Celebrity makeup artist Natalia Thomas says Kabuki-style brushes are packed very tightly and cropped short, which makes them great for applying both powder and liquid formulas—plus, they're incredibly easy to use. "Use small, circular motions for a seamless sheer- to medium-coverage finish," she says.

Flat Paddle Brushes

As for the flat paddle type, which looks like a paint brush? They are typically composed of synthetic bristles and act like spatulas, Thomas notes.
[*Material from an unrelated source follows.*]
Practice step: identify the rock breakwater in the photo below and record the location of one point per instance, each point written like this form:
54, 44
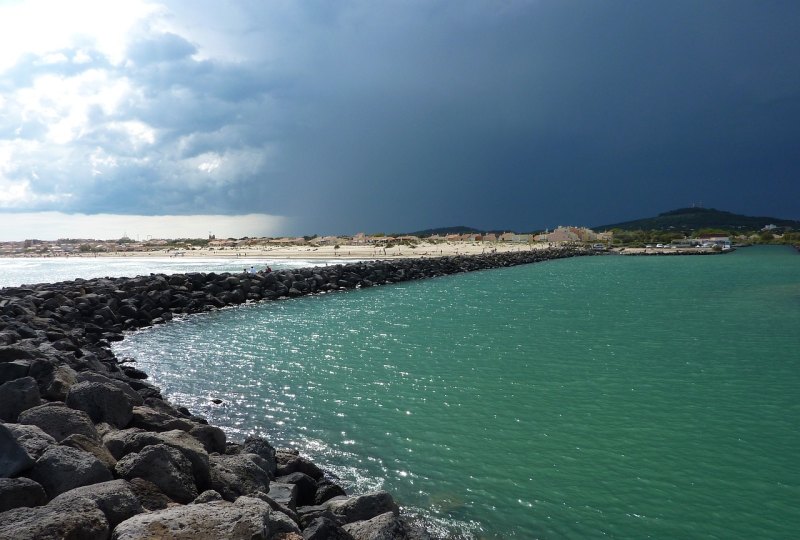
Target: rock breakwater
90, 449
This means they pick up and distribute the same amount of product every time you dip it into your foundation, which makes for remarkably even application. "They are great for liquids and concealers ranging from sheer to fuller coverage," she adds.


If you are considering using a sponge, Thomas says to moisten it first to achieve that natural spa-skin finish these products are known for. "They also suck up less product when wet so you don't waste as much, and in turn pack more moisture into your skin," she says. "In my professional work, I use the BeautyBlender sponge ($20, to help remove texture from the skin left by brushes, using a stamping and rolling technique with the moistened sponge rather than using it as a tool for application."

Everyday Care and Cleaning

No matter which type of foundation brush you use, make sure that it has been properly cleaned and sanitized so that you don't transfer bacteria from open foundation to your face. This is especially true for sponges, notes Thomas, who washes hers directly before using them, instead of after—she knows she's less likely to give it a thorough cleanse when she's ready to run out the door. If you would rather clean as you go, Phillips suggests giving all brushes a deep clean once every two weeks.